Tyninghame Gardens and Orchard. Photo by Appletreeman.

In 1628, the !st Earl of Haddington acquired the property, which remained in the family until 1987. He and his wife planted many trees and tamed what was an open wild landscape.

The lovely red sandstone of the house was added by William Burn in 1828.

The walled garden dates from 1750, and had heated walls originally. It is some distance from the big house and there are restored glasshouses with figs, peaches and vines.

Tyninghame Gardens and Orchard. Photo by Appletreeman.

The 12th Earl and Lady Sarah formed much of what we can see today – post war they started to remodel the walled garden from one employing 8 gardeners by changing it to an ornamental one. He died in 1986.

The last 50 years saw low maintenance as the order of the day, with an arboretum planted, and annuals replaced by roses in the secret garden, and many borders grassed over, but luckily some old apples remain in the walled garden. These old ones are ow standards and several are propped to keep them up; a fine younger orchard in the north west corner has some exciting old Victorian varieties. Here can be found dessert fruit of King of the Pippins, a golden pippin / cox cross, Cellini,
Laxton’s epicure and exquisite, a Cellini / Cox hybrid. Epicure is a wealthy / cox cross – I think someone liked their Cox apples! These are set in long grass with patches of bluebells. Devonshire Quarrenden, an early flat crisp apple, can be found within a boundary of old espaliered trees, nicely set within the gravel.

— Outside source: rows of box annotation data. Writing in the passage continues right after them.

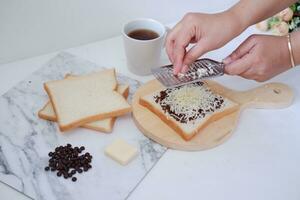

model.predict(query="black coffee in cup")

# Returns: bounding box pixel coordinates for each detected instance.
[127,29,159,40]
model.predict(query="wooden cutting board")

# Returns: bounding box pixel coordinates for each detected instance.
[132,80,294,151]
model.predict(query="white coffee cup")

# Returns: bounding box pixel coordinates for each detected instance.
[122,18,167,75]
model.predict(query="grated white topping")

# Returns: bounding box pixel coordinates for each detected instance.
[155,84,222,120]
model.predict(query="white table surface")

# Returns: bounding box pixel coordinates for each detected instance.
[0,24,300,200]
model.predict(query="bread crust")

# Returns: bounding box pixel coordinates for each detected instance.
[44,83,132,132]
[139,98,239,141]
[38,83,129,133]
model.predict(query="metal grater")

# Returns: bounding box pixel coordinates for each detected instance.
[151,58,224,88]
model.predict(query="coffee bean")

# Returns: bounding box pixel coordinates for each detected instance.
[48,151,54,157]
[45,144,92,181]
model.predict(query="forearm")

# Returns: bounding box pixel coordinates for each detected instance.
[291,31,300,65]
[228,0,297,29]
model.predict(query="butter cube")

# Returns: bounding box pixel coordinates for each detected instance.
[104,139,138,165]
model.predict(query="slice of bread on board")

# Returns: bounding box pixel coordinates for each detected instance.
[38,84,129,133]
[44,69,131,131]
[139,82,239,141]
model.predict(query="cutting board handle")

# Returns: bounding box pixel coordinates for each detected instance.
[233,83,294,108]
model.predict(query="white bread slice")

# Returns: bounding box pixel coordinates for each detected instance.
[38,84,129,133]
[44,69,131,131]
[139,82,239,141]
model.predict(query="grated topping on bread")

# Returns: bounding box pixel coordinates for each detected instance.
[153,82,225,123]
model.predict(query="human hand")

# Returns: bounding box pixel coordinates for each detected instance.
[223,35,291,82]
[166,11,246,74]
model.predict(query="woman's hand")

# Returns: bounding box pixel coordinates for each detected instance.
[166,11,246,74]
[223,35,291,82]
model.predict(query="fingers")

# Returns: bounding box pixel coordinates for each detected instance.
[223,35,256,65]
[225,54,253,75]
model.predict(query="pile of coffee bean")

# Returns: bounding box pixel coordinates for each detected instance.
[45,144,93,182]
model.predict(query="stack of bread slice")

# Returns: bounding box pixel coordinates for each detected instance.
[38,69,131,132]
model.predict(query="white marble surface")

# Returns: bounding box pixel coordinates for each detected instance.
[0,25,300,200]
[0,53,166,200]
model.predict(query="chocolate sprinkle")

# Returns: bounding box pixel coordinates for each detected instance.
[154,82,224,123]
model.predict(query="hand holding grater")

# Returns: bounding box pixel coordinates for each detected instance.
[151,58,224,88]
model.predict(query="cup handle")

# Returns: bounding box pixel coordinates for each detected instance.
[162,26,171,49]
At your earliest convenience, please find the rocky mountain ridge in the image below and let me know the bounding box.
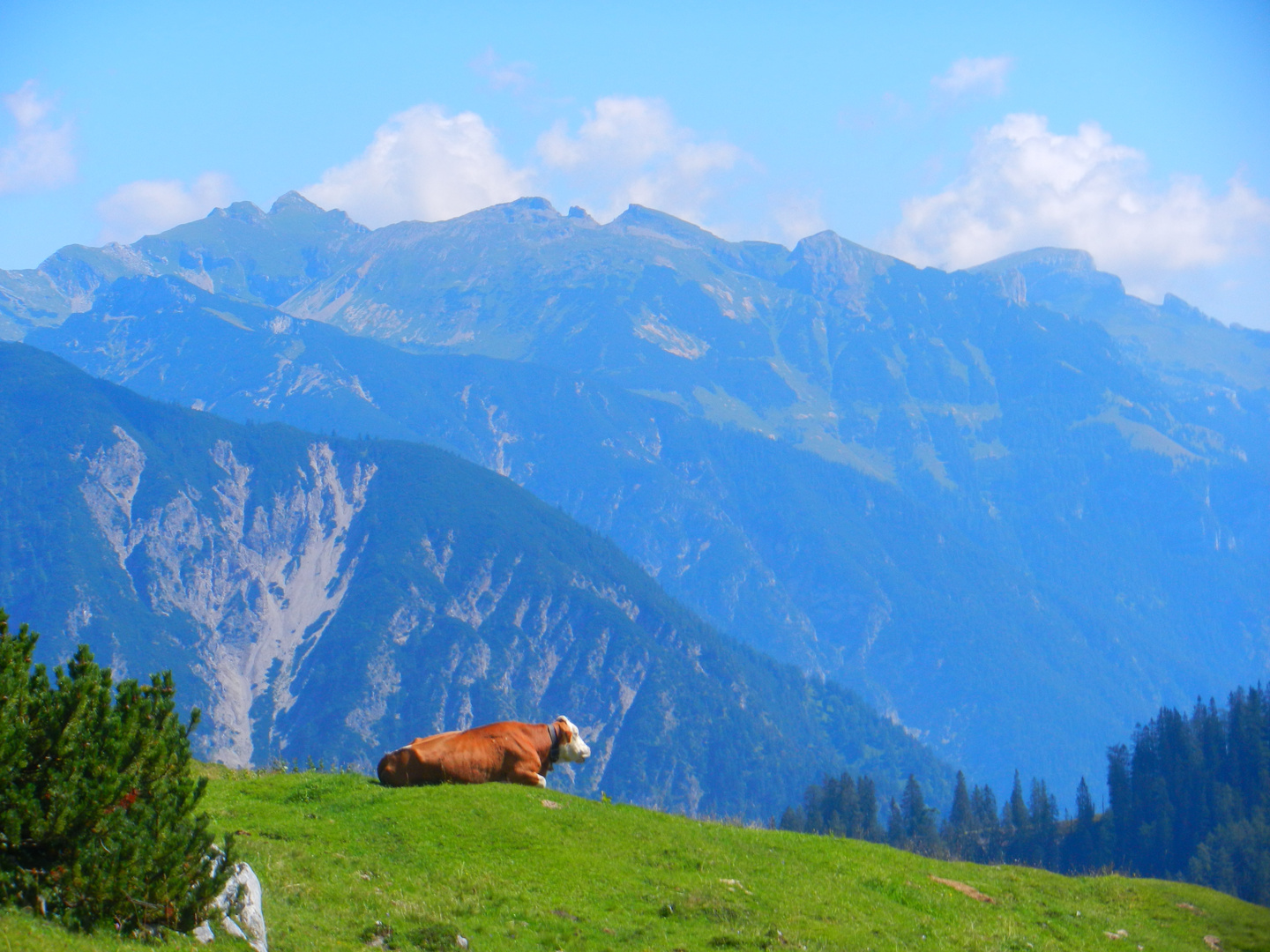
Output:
[0,344,949,817]
[0,197,1270,785]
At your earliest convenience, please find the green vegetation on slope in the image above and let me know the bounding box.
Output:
[12,768,1270,952]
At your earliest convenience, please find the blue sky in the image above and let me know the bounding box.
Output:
[0,0,1270,328]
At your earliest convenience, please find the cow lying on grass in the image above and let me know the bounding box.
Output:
[380,715,591,787]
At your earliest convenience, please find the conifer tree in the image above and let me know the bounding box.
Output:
[0,612,234,933]
[886,797,908,849]
[856,777,883,843]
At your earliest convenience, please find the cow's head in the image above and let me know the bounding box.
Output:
[555,715,591,764]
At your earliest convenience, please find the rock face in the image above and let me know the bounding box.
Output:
[80,427,375,767]
[193,863,269,952]
[12,197,1270,790]
[0,344,949,817]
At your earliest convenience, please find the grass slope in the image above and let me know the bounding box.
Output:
[0,768,1270,952]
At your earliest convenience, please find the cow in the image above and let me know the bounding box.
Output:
[378,715,591,787]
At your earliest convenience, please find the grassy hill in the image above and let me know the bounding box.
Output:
[0,768,1270,952]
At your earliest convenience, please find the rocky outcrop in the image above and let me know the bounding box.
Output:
[80,427,375,767]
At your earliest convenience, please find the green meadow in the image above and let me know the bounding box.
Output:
[0,767,1270,952]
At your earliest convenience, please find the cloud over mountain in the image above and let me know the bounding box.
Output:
[0,80,75,194]
[96,171,234,242]
[537,96,747,221]
[300,103,532,227]
[886,113,1270,294]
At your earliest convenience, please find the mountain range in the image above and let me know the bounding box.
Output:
[0,344,950,819]
[0,193,1270,790]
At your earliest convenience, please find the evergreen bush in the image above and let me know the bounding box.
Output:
[0,611,234,934]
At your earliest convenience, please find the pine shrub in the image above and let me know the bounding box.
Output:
[0,611,234,934]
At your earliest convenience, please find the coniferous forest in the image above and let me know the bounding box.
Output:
[781,686,1270,905]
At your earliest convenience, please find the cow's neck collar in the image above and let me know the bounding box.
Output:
[548,724,560,762]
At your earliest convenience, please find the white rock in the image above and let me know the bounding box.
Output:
[211,863,269,952]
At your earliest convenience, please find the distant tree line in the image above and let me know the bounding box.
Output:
[780,686,1270,905]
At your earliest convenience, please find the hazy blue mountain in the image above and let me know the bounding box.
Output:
[14,198,1270,802]
[0,344,949,819]
[973,248,1270,390]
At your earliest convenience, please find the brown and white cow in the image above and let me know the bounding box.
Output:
[380,715,591,787]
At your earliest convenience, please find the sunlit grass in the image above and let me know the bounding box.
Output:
[0,768,1270,952]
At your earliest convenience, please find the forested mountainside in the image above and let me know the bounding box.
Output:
[781,686,1270,905]
[0,194,1270,788]
[0,344,950,819]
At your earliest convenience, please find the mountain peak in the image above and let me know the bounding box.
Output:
[967,248,1097,274]
[604,205,722,248]
[269,190,325,214]
[205,202,265,227]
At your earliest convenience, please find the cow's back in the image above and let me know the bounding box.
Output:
[378,721,539,787]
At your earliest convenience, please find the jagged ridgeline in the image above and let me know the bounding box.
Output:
[0,344,949,817]
[0,193,1270,791]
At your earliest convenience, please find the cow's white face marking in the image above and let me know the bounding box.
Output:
[557,715,591,764]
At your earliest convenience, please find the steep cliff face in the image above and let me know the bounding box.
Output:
[31,255,1270,785]
[0,344,947,816]
[80,427,375,767]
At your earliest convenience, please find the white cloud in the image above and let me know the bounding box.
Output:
[300,104,532,227]
[0,80,75,194]
[931,56,1015,99]
[539,96,747,221]
[773,193,828,248]
[884,115,1270,296]
[96,171,233,242]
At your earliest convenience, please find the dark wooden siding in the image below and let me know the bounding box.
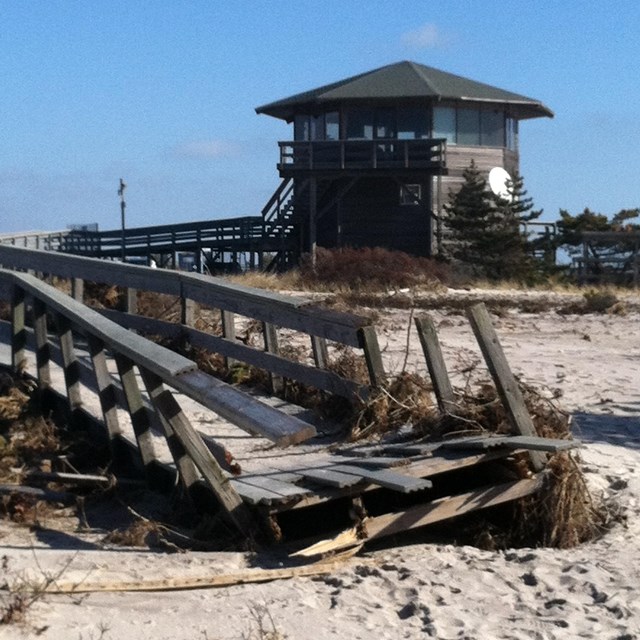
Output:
[318,177,431,256]
[432,145,520,211]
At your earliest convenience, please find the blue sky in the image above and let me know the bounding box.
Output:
[0,0,640,233]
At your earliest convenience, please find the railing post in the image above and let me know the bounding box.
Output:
[140,369,255,539]
[33,298,51,390]
[467,303,546,471]
[88,334,122,458]
[11,285,27,373]
[415,316,455,413]
[262,322,284,393]
[358,326,387,387]
[140,368,200,491]
[71,278,84,302]
[56,313,82,416]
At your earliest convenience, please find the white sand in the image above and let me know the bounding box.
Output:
[0,302,640,640]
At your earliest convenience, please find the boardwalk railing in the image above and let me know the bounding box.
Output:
[59,216,267,258]
[0,270,322,536]
[278,138,447,173]
[0,245,385,398]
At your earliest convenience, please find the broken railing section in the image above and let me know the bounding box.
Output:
[415,303,546,471]
[0,245,386,398]
[0,271,324,536]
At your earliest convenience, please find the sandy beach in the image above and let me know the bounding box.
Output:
[0,296,640,640]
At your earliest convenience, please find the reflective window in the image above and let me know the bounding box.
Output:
[400,184,422,206]
[433,107,456,144]
[458,109,480,145]
[293,115,310,142]
[480,111,504,147]
[311,113,324,140]
[397,107,429,140]
[325,111,340,140]
[506,118,518,151]
[347,109,373,140]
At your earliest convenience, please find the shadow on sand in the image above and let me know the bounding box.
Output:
[573,407,640,449]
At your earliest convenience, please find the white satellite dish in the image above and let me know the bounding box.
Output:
[489,167,513,202]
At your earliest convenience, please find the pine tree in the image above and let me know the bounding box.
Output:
[445,160,542,281]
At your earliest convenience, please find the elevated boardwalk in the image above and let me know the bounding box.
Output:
[0,245,576,547]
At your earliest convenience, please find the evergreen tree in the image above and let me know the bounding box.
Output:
[445,160,541,280]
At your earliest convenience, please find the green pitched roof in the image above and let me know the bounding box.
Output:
[256,61,553,120]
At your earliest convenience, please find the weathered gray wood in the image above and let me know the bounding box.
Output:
[71,278,84,302]
[506,436,582,453]
[442,436,580,453]
[140,369,200,490]
[262,322,284,394]
[0,483,72,503]
[300,467,362,489]
[33,298,51,389]
[8,270,197,377]
[56,313,82,413]
[101,310,369,399]
[364,475,542,540]
[220,309,236,369]
[415,316,455,413]
[15,469,115,487]
[180,298,198,327]
[230,479,282,506]
[231,475,311,504]
[115,353,157,472]
[331,464,433,493]
[11,285,27,371]
[167,371,316,447]
[125,287,138,314]
[467,303,546,471]
[358,327,387,387]
[311,336,329,369]
[88,335,122,454]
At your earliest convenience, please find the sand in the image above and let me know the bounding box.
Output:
[0,296,640,640]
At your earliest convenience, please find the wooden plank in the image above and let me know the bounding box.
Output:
[33,298,51,389]
[220,309,236,369]
[11,285,27,372]
[415,316,455,413]
[331,464,433,493]
[505,436,582,453]
[180,298,198,327]
[167,371,316,447]
[262,322,284,394]
[115,353,157,475]
[230,476,311,504]
[56,313,82,413]
[311,336,329,369]
[9,270,197,378]
[88,335,122,444]
[364,474,544,540]
[299,467,362,489]
[141,369,255,539]
[358,326,387,387]
[140,369,200,490]
[442,435,510,451]
[467,303,546,471]
[402,448,519,478]
[101,310,369,398]
[71,278,84,302]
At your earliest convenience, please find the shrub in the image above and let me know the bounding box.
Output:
[300,247,449,290]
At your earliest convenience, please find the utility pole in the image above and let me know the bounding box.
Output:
[118,178,127,262]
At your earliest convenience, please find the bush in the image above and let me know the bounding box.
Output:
[300,247,449,291]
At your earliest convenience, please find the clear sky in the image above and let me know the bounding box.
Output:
[0,0,640,233]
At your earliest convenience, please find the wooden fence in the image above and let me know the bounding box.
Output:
[0,245,385,397]
[0,246,576,540]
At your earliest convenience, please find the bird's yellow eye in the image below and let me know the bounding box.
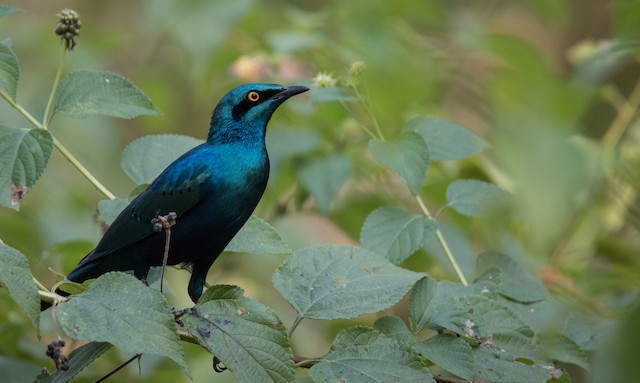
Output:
[247,90,260,102]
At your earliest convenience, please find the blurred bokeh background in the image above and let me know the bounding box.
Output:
[0,0,640,382]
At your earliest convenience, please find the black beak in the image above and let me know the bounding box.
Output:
[273,85,309,101]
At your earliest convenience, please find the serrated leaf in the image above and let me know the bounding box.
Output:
[0,44,20,101]
[373,316,418,347]
[183,286,295,383]
[409,277,476,333]
[404,116,489,161]
[539,333,589,371]
[273,245,421,319]
[310,88,356,102]
[562,313,619,351]
[0,243,40,336]
[473,346,554,383]
[309,327,435,383]
[34,342,112,383]
[0,125,53,209]
[120,134,204,185]
[447,180,510,217]
[98,198,129,225]
[476,252,547,303]
[413,334,474,380]
[360,206,438,264]
[225,216,291,254]
[0,5,22,18]
[56,272,189,374]
[465,295,533,340]
[298,155,352,213]
[53,70,160,118]
[369,132,430,195]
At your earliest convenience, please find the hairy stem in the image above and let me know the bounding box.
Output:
[42,46,67,129]
[96,354,142,383]
[416,195,469,286]
[51,135,116,199]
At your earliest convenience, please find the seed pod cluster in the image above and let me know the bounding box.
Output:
[55,8,82,51]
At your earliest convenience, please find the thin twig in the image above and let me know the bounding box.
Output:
[602,74,640,147]
[415,195,469,286]
[96,354,142,383]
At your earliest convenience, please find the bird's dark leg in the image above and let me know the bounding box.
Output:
[188,259,214,303]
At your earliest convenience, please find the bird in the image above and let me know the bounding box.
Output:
[43,83,309,308]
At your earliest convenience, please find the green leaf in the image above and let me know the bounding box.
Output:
[539,333,589,371]
[473,346,555,383]
[183,286,295,383]
[562,310,612,351]
[309,327,435,383]
[360,206,438,264]
[0,5,22,18]
[298,155,352,213]
[98,198,129,225]
[273,245,421,319]
[310,88,356,102]
[373,316,418,347]
[0,44,20,101]
[53,70,160,118]
[369,132,430,195]
[35,342,112,383]
[409,277,475,333]
[476,252,547,303]
[120,134,204,185]
[267,30,326,54]
[225,216,291,254]
[0,125,53,209]
[56,272,189,374]
[0,358,42,383]
[414,334,473,380]
[404,116,489,161]
[0,243,40,336]
[447,180,510,217]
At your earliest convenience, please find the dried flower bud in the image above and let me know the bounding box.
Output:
[313,72,337,88]
[55,8,82,51]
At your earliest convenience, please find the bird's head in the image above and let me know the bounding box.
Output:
[208,84,309,142]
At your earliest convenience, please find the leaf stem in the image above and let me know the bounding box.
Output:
[415,195,469,286]
[0,90,44,129]
[602,75,640,147]
[42,46,67,129]
[288,315,304,339]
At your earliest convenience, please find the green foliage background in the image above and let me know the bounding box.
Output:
[0,0,640,382]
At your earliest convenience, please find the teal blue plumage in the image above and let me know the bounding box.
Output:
[62,84,308,302]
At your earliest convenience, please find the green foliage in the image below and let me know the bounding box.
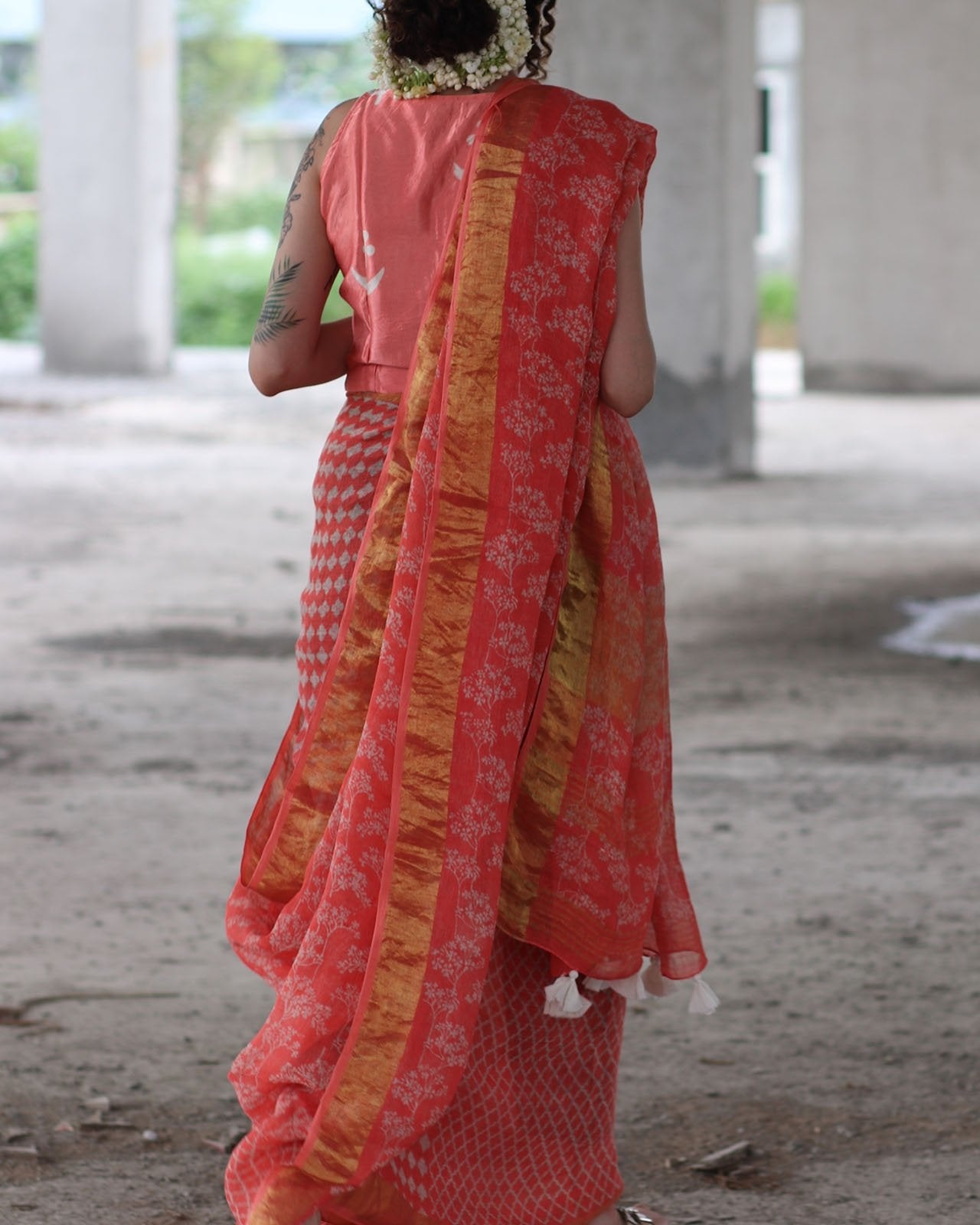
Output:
[176,230,349,345]
[0,217,38,341]
[181,184,288,237]
[283,38,374,110]
[758,272,799,323]
[179,0,283,230]
[0,124,38,191]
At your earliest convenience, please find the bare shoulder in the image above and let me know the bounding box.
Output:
[314,94,363,169]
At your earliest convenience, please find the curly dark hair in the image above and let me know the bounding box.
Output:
[368,0,555,80]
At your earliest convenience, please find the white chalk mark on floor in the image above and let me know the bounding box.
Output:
[882,593,980,663]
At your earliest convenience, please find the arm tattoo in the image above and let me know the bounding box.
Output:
[253,256,302,345]
[279,124,326,247]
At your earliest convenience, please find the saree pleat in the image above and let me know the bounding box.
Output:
[227,83,704,1225]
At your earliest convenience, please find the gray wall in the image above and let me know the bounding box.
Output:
[551,0,756,472]
[801,0,980,390]
[41,0,178,374]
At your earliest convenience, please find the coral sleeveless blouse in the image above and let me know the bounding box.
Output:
[320,90,492,396]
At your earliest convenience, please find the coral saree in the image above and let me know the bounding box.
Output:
[228,82,704,1225]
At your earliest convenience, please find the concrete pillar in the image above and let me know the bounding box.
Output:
[551,0,757,473]
[800,0,980,392]
[39,0,178,374]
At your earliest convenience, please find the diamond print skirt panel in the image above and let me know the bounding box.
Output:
[296,396,398,743]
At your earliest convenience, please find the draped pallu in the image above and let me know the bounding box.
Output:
[228,82,704,1225]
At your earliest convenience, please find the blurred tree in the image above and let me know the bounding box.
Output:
[178,0,283,230]
[0,124,38,191]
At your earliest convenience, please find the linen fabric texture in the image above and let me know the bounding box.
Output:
[227,82,706,1225]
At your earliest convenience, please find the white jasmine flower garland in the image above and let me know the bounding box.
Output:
[369,0,533,98]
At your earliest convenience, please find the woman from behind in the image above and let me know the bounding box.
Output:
[227,0,710,1225]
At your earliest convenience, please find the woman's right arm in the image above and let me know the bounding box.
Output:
[599,200,657,416]
[249,98,357,396]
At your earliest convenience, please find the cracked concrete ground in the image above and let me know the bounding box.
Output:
[0,345,980,1225]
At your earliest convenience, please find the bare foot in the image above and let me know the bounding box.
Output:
[590,1204,670,1225]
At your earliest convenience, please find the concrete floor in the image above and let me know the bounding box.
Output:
[0,345,980,1225]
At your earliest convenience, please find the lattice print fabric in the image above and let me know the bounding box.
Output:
[296,394,398,741]
[322,933,626,1225]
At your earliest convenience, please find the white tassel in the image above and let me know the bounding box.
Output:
[586,957,651,1001]
[688,974,721,1017]
[544,970,592,1018]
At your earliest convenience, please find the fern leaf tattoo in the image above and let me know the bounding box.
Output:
[253,256,302,345]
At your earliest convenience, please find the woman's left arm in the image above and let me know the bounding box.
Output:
[249,100,355,396]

At the north end of the walled garden is apparently what used to be an apple store.

Tyninghame Gardens and Orchard. Photo by Appletreeman.

A very productive Louise Bon De Jersey pear lines the west facing wall, with golf ball sized fruits in May, and some Victoria plums form the centre of an ornamental display. Two small medlars on quince rootstocks stand near the gate to the Apple Walk. This is outside the south wall and is of cordons over a substantial post and wire arch. Many varieties here, but indiscernible except for labelled Discovery and Allington Pippin. Many appear to have been grafted in situ, with lots of
woolly aphid and canker. This may be a result of the considerable shading of nearby trees.

The apple walk in the secret garden, originally under-planted with pheasant eye narcissisi, blue grape hyacinths and geraniums, has almost gone, only a few standards remaining. A fine big Malus floribunda overhangs this area. These old trees may have been the apples trees that supplied the scions for the collection of Scottish varieties sent to the National Fruit Collection in 1949 by a Mr Brotherston, the head gardener.

Tyninghame Gardens and Orchard. Photo by Appletreeman.

The following varieties were saved for posterity by Mr Brotherston in 1949:

  • Leathercoat Russet
  • Yorkshire Aromatic
  • Small’s Admirable
  • Love Beauty
  • Liddell’s Seedling
  • Lass o’ Gowrie
  • Lady of the Wemyss
  • Green Kilpandy Pippin
  • East Lothian Pippin
Tyninghame Gardens and Orchard. Photo by Appletreeman.

Many thanks to Chas and Albert, current and retired head gardeners who have done a fantastic job of maintaining this lovely garden.